An Ethical Challenge

Voters in Mississippi on Nov. 8 nixed what would have been the nation’s strictest anti-abortion measure, a state constitutional amendment that would have defined “personhood” to “include every human being from the moment of fertilization, cloning or the functional equivalent thereof.”

The vote, a victory for the Pro Choice movement in one off the nation’s most conservative states, appeared to hinge on a broad definition of fertilization that could be read as a ban on not only abortion, but also contraception and invitro fertilization. It also would have ended any exemptions for rape and incest victims or to protect the life of the mother in problem pregnancies.

The issue in Mississippi, apparently, was not the abortion ban, but the extreme nature of the ban and the broadness of the amendment.

“(W)e were successful because Mississippi voters ultimately understood that there is no contradiction in being pro-life and standing in opposition to an initiative that threatened the health and very lives of women,” Valencia Robinson, of Mississippians for Healthy Families, said in a written statement to the Jackson Clarion-Ledger.

But isn’t there? If we are going to define life as beginning at conception — which the pro-life movement does — aren’t we setting up potential ethical dilemmas?

If the fetus is a person and entitled to the same rights as the mother, on what grounds can we terminate the pregnancy? Should the circumstances of its conception be considered?

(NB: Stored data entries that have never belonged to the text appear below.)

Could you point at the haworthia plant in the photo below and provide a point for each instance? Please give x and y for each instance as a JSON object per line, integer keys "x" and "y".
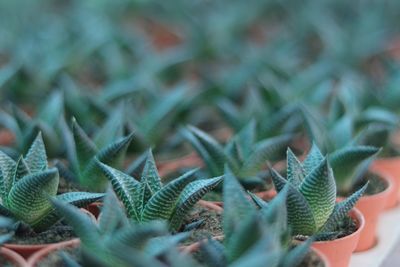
{"x": 311, "y": 201}
{"x": 350, "y": 165}
{"x": 117, "y": 241}
{"x": 147, "y": 199}
{"x": 253, "y": 238}
{"x": 25, "y": 128}
{"x": 244, "y": 156}
{"x": 83, "y": 154}
{"x": 26, "y": 185}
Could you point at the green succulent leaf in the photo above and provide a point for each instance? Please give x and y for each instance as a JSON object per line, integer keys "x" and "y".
{"x": 342, "y": 209}
{"x": 345, "y": 163}
{"x": 36, "y": 158}
{"x": 28, "y": 198}
{"x": 125, "y": 186}
{"x": 160, "y": 205}
{"x": 314, "y": 157}
{"x": 192, "y": 193}
{"x": 319, "y": 189}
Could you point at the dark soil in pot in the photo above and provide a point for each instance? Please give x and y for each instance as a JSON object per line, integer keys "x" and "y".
{"x": 206, "y": 223}
{"x": 57, "y": 233}
{"x": 55, "y": 258}
{"x": 312, "y": 260}
{"x": 4, "y": 262}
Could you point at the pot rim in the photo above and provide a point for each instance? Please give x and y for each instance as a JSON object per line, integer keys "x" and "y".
{"x": 322, "y": 256}
{"x": 355, "y": 214}
{"x": 39, "y": 255}
{"x": 13, "y": 256}
{"x": 35, "y": 247}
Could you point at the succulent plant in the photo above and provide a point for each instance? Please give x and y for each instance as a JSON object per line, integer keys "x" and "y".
{"x": 311, "y": 200}
{"x": 27, "y": 184}
{"x": 83, "y": 154}
{"x": 147, "y": 199}
{"x": 253, "y": 238}
{"x": 117, "y": 241}
{"x": 349, "y": 154}
{"x": 244, "y": 156}
{"x": 25, "y": 128}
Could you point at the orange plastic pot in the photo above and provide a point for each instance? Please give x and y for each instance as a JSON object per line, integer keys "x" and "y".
{"x": 13, "y": 257}
{"x": 36, "y": 258}
{"x": 389, "y": 167}
{"x": 338, "y": 252}
{"x": 371, "y": 207}
{"x": 28, "y": 250}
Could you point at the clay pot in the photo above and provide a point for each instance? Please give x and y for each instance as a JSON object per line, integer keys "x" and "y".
{"x": 390, "y": 168}
{"x": 41, "y": 254}
{"x": 371, "y": 207}
{"x": 169, "y": 166}
{"x": 27, "y": 250}
{"x": 6, "y": 137}
{"x": 13, "y": 257}
{"x": 338, "y": 251}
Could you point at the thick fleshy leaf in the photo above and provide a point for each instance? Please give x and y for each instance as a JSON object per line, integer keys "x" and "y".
{"x": 36, "y": 158}
{"x": 295, "y": 171}
{"x": 137, "y": 236}
{"x": 112, "y": 155}
{"x": 28, "y": 198}
{"x": 341, "y": 210}
{"x": 112, "y": 216}
{"x": 192, "y": 193}
{"x": 314, "y": 157}
{"x": 236, "y": 204}
{"x": 319, "y": 189}
{"x": 7, "y": 167}
{"x": 161, "y": 205}
{"x": 84, "y": 147}
{"x": 21, "y": 170}
{"x": 125, "y": 186}
{"x": 300, "y": 215}
{"x": 150, "y": 176}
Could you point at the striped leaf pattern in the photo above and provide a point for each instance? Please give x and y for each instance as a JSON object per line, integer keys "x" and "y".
{"x": 319, "y": 189}
{"x": 189, "y": 197}
{"x": 161, "y": 204}
{"x": 27, "y": 185}
{"x": 311, "y": 194}
{"x": 124, "y": 186}
{"x": 149, "y": 200}
{"x": 36, "y": 158}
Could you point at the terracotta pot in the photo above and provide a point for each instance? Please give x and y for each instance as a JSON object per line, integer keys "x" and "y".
{"x": 338, "y": 251}
{"x": 6, "y": 137}
{"x": 371, "y": 207}
{"x": 390, "y": 168}
{"x": 27, "y": 250}
{"x": 169, "y": 166}
{"x": 42, "y": 254}
{"x": 13, "y": 257}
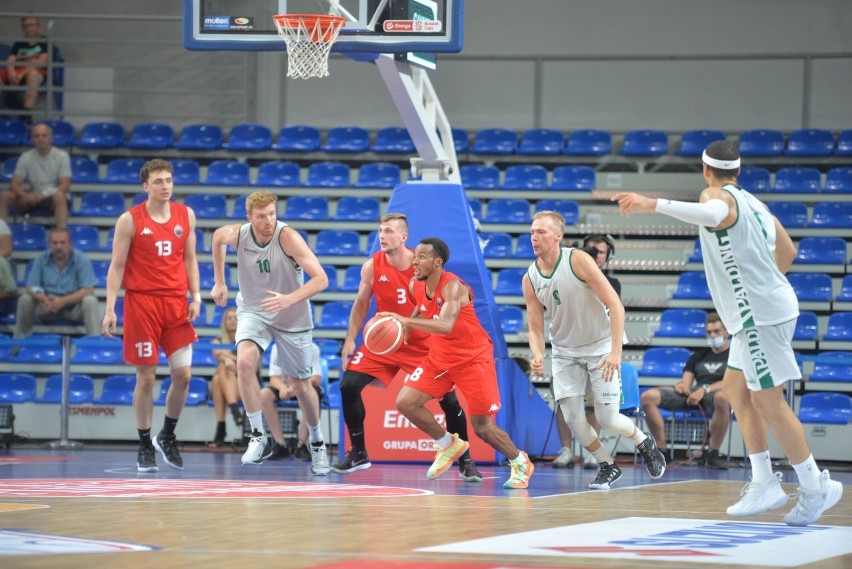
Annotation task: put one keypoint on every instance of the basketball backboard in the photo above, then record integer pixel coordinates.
(380, 26)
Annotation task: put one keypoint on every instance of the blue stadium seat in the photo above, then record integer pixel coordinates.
(810, 142)
(645, 143)
(479, 176)
(832, 215)
(507, 210)
(84, 171)
(200, 137)
(279, 174)
(352, 208)
(8, 169)
(13, 132)
(825, 408)
(664, 361)
(101, 204)
(839, 327)
(117, 390)
(682, 323)
(351, 279)
(63, 132)
(498, 246)
(28, 237)
(347, 139)
(828, 368)
(154, 136)
(495, 141)
(844, 143)
(123, 171)
(541, 142)
(85, 237)
(761, 142)
(838, 181)
(797, 180)
(332, 242)
(569, 209)
(790, 214)
(525, 177)
(17, 387)
(378, 175)
(335, 315)
(227, 173)
(511, 318)
(509, 281)
(821, 250)
(692, 285)
(81, 389)
(573, 178)
(297, 138)
(754, 179)
(101, 135)
(693, 142)
(187, 172)
(393, 140)
(811, 287)
(249, 138)
(98, 350)
(313, 208)
(207, 206)
(588, 142)
(328, 175)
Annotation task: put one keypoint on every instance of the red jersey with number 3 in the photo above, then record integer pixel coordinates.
(468, 341)
(155, 259)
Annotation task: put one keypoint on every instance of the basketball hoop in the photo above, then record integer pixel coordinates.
(309, 38)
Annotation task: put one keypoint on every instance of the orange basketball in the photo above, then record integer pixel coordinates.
(383, 335)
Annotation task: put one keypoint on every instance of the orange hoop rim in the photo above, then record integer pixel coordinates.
(326, 21)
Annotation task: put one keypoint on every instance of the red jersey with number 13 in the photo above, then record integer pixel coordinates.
(155, 259)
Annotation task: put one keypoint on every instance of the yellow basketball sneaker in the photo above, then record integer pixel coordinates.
(521, 473)
(444, 457)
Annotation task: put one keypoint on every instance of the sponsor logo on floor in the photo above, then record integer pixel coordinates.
(726, 542)
(175, 488)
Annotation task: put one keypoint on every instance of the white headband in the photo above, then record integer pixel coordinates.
(720, 164)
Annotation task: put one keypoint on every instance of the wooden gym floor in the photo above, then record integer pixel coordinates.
(90, 508)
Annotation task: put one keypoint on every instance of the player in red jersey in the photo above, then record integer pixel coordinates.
(386, 275)
(153, 256)
(461, 355)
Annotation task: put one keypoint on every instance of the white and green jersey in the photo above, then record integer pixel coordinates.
(268, 267)
(579, 322)
(747, 288)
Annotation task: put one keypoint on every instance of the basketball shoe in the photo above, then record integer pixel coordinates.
(254, 452)
(811, 505)
(757, 497)
(444, 457)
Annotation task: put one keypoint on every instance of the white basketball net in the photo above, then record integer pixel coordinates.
(309, 40)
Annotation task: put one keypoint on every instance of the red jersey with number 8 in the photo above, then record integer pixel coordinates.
(155, 259)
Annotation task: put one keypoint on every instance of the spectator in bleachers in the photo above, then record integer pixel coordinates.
(42, 178)
(224, 388)
(586, 334)
(280, 388)
(700, 385)
(26, 66)
(60, 286)
(746, 253)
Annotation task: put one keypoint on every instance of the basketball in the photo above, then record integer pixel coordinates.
(383, 335)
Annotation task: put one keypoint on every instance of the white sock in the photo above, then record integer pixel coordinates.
(761, 466)
(445, 441)
(808, 473)
(256, 421)
(315, 434)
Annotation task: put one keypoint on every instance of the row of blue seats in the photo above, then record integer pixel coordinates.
(250, 137)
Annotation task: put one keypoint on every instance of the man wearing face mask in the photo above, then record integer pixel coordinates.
(701, 384)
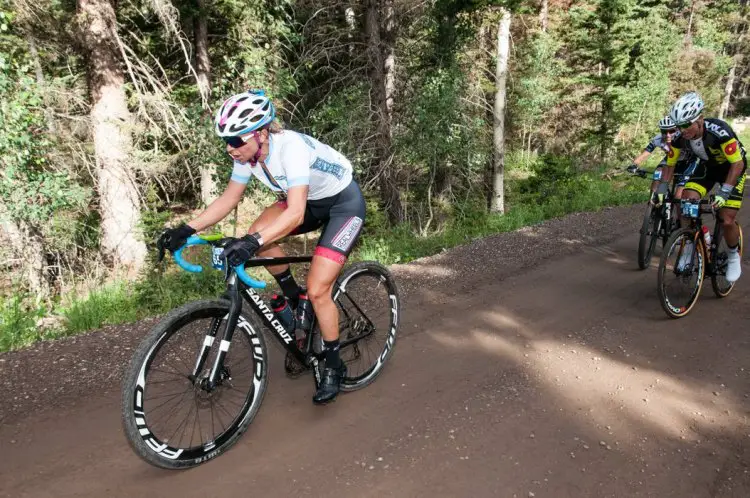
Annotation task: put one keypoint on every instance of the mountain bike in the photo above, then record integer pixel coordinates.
(658, 222)
(689, 255)
(197, 380)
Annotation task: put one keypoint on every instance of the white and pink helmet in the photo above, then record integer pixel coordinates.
(243, 113)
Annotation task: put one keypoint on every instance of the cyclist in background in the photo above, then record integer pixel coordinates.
(663, 141)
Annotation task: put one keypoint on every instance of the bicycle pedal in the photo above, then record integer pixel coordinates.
(292, 367)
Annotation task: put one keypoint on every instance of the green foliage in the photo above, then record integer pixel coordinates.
(18, 321)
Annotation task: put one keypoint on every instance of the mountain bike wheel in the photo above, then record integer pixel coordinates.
(681, 270)
(719, 283)
(649, 235)
(368, 303)
(170, 418)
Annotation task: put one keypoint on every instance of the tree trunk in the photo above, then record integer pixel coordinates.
(543, 14)
(203, 73)
(202, 61)
(727, 92)
(111, 124)
(208, 183)
(689, 33)
(49, 117)
(28, 246)
(389, 63)
(379, 77)
(351, 28)
(501, 73)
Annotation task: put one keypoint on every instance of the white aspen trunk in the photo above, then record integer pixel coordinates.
(501, 73)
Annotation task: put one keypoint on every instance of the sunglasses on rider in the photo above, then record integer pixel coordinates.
(685, 126)
(237, 142)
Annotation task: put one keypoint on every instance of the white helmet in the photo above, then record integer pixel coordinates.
(687, 108)
(666, 123)
(243, 113)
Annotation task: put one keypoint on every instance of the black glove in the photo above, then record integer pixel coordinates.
(662, 191)
(173, 238)
(239, 251)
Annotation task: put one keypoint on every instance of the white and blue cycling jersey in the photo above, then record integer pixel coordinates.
(296, 159)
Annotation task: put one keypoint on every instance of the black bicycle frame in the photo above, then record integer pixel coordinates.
(237, 291)
(697, 226)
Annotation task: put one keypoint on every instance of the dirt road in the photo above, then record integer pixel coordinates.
(537, 363)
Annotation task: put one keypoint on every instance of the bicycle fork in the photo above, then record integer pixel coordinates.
(210, 382)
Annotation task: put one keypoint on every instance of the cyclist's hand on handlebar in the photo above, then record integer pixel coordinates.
(658, 196)
(172, 239)
(722, 196)
(239, 251)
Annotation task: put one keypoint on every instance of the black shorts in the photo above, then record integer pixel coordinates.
(342, 217)
(681, 168)
(705, 177)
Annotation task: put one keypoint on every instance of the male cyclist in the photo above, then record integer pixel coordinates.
(721, 159)
(315, 185)
(663, 141)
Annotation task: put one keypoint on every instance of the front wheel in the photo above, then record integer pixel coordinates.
(681, 270)
(366, 296)
(172, 417)
(719, 283)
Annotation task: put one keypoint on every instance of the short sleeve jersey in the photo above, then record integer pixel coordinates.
(296, 159)
(718, 146)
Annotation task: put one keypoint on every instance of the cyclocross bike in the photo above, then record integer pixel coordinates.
(657, 223)
(198, 378)
(690, 254)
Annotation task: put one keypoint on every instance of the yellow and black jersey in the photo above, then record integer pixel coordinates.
(718, 146)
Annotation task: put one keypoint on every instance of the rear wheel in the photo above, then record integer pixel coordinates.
(649, 235)
(367, 299)
(681, 271)
(719, 283)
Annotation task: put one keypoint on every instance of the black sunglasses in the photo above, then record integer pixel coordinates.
(237, 142)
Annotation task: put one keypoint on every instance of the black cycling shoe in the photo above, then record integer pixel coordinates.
(330, 384)
(292, 367)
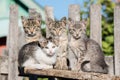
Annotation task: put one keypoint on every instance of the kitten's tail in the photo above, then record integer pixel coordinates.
(84, 66)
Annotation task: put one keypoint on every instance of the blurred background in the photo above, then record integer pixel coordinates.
(61, 10)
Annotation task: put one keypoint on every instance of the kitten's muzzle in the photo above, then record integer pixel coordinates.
(31, 35)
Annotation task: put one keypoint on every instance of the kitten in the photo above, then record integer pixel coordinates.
(38, 54)
(58, 30)
(32, 28)
(84, 54)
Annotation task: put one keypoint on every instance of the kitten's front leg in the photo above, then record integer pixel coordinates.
(40, 66)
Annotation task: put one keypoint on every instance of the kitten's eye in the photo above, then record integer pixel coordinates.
(60, 29)
(46, 47)
(73, 29)
(53, 47)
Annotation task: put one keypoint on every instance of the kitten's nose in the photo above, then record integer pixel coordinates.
(77, 34)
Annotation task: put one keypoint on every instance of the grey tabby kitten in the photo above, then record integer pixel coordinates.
(58, 30)
(38, 54)
(32, 28)
(84, 54)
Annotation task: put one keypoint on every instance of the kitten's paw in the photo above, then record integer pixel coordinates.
(49, 67)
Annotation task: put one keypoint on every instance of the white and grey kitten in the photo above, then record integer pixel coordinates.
(38, 54)
(84, 53)
(32, 28)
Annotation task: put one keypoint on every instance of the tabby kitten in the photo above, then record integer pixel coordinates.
(38, 54)
(32, 28)
(58, 30)
(84, 54)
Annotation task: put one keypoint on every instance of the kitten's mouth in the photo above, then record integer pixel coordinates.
(50, 55)
(77, 37)
(31, 35)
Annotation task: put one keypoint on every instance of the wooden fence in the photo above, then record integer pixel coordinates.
(9, 66)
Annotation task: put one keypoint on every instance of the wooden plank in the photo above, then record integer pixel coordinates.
(48, 14)
(4, 62)
(74, 12)
(71, 74)
(13, 44)
(95, 23)
(117, 39)
(109, 60)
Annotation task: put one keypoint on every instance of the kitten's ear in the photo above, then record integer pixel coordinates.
(49, 23)
(56, 41)
(84, 23)
(43, 43)
(38, 19)
(24, 20)
(63, 21)
(70, 22)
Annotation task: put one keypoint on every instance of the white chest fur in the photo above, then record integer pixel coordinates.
(41, 57)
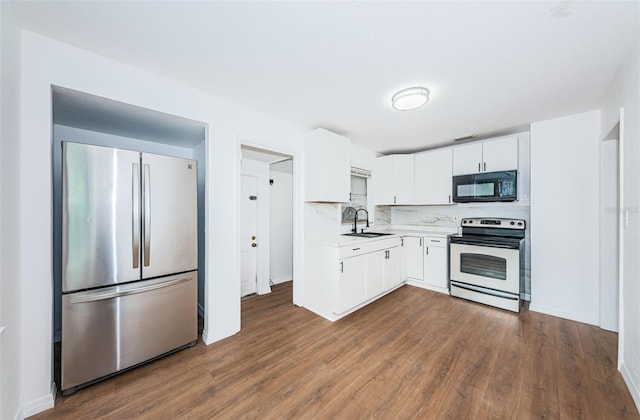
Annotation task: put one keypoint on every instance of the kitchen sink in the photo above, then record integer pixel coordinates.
(367, 234)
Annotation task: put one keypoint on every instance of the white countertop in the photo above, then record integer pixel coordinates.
(395, 232)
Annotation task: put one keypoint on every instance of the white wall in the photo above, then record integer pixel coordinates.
(10, 218)
(46, 62)
(199, 154)
(609, 230)
(565, 217)
(625, 93)
(281, 222)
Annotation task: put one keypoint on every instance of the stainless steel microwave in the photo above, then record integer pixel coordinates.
(485, 187)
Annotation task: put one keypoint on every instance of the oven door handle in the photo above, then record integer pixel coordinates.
(484, 290)
(482, 243)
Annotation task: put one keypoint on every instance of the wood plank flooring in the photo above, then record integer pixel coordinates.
(411, 354)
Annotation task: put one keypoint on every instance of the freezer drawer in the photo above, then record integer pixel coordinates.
(113, 328)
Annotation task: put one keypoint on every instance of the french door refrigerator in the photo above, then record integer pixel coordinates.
(129, 260)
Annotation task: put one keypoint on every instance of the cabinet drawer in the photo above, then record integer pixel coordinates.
(435, 241)
(366, 247)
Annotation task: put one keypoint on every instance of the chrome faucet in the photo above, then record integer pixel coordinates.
(355, 221)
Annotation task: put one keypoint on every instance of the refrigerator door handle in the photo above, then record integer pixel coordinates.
(112, 294)
(135, 216)
(146, 216)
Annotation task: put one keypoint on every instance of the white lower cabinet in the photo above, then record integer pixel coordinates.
(374, 274)
(364, 272)
(352, 291)
(426, 262)
(436, 274)
(413, 257)
(391, 270)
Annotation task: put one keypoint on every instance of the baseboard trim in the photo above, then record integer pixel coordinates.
(40, 404)
(566, 315)
(19, 415)
(631, 386)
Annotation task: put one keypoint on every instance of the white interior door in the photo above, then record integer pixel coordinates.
(248, 235)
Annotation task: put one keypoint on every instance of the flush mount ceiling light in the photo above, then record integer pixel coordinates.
(410, 98)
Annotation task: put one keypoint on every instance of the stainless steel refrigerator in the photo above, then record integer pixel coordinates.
(129, 259)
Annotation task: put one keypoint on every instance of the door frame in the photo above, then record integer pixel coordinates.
(297, 207)
(262, 222)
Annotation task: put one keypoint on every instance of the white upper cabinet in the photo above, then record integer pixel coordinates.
(433, 171)
(487, 156)
(394, 179)
(328, 167)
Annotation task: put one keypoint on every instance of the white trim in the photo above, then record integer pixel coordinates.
(632, 386)
(621, 228)
(282, 279)
(363, 173)
(566, 315)
(38, 405)
(19, 414)
(205, 337)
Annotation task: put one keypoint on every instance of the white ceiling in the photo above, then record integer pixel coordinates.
(492, 67)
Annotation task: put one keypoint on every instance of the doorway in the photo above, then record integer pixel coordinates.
(266, 225)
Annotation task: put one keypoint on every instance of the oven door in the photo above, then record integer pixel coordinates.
(486, 266)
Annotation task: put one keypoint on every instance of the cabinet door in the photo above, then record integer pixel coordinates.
(375, 273)
(433, 171)
(392, 268)
(500, 155)
(328, 166)
(351, 283)
(435, 265)
(413, 258)
(467, 159)
(383, 175)
(403, 179)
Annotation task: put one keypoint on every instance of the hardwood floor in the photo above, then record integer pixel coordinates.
(411, 354)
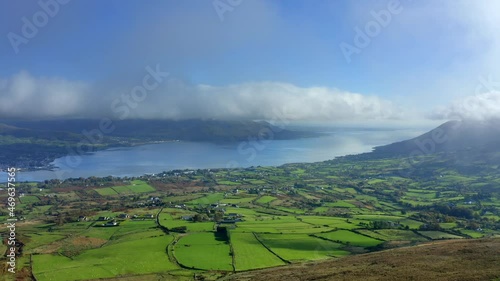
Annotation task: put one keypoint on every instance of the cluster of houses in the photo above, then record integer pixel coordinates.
(110, 221)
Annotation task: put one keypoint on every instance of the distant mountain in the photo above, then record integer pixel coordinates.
(452, 136)
(34, 144)
(157, 130)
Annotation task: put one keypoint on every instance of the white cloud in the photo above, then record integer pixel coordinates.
(23, 95)
(478, 107)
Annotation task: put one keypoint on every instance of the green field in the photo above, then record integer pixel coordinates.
(210, 198)
(250, 254)
(394, 235)
(297, 247)
(439, 235)
(203, 251)
(136, 186)
(27, 199)
(127, 258)
(265, 199)
(106, 191)
(351, 238)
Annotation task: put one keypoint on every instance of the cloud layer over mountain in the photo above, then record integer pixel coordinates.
(25, 96)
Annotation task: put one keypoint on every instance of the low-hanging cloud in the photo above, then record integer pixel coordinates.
(26, 96)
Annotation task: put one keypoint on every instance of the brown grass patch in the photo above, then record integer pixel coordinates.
(443, 260)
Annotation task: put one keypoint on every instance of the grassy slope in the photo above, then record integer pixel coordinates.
(443, 260)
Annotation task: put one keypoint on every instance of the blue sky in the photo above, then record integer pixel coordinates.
(423, 63)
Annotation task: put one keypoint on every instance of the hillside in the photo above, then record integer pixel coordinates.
(449, 137)
(443, 260)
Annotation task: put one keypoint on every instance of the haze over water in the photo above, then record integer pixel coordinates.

Should the life of a child fathered by a rapist — using the pro-life definition — be considered less valuable than the life of its mother? And what about a pregnancy that threatens the life or health of the mother? Are we to argue that the life of the child — again, using the pro-life definition — has less value than the mother’s?

These are not small questions. They go to the heart of the abortion debate, because they raise questions about the basic structure of the debate.

Consider: If life begins at conception, then abortion is murder. If abortion is OK under certain circumstances — for victims of rape and incest, to safeguard the life of the mother - then doesn’t if follow that these exceptions are murder, too? I raise this not as a defense of extreme abortion bans, but rather as a way of showing the ethical inconsistencies that must be tolerated to advance a pro-life agenda — and to explain why my own thinking on abortion has changed over the years and why I think that the traditional liberal position is wrong.

I used to explain my thinking on abortion this way: I believe that life begins at conception, but I also believe that I should not impose my belief system on others. It was, as I’ve come to realize, a terribly inconsistent argument — I was countenancing murder out of respect for others’ views. It was a compromise that allowed me to avoid the issue. The absurdity of my own argument became clear to me following the death of George Tiller in Kansas a few years ago. The assassin accused the abortion doctor of murder because Tiller had taken the “lives” of hundreds of fetuses.

Within the context of his own belief system, Scott Roeder, the killer, viewed his actions as life-saving - eliminating Tiller meant that more fetuses would live. He was taking one life to save many.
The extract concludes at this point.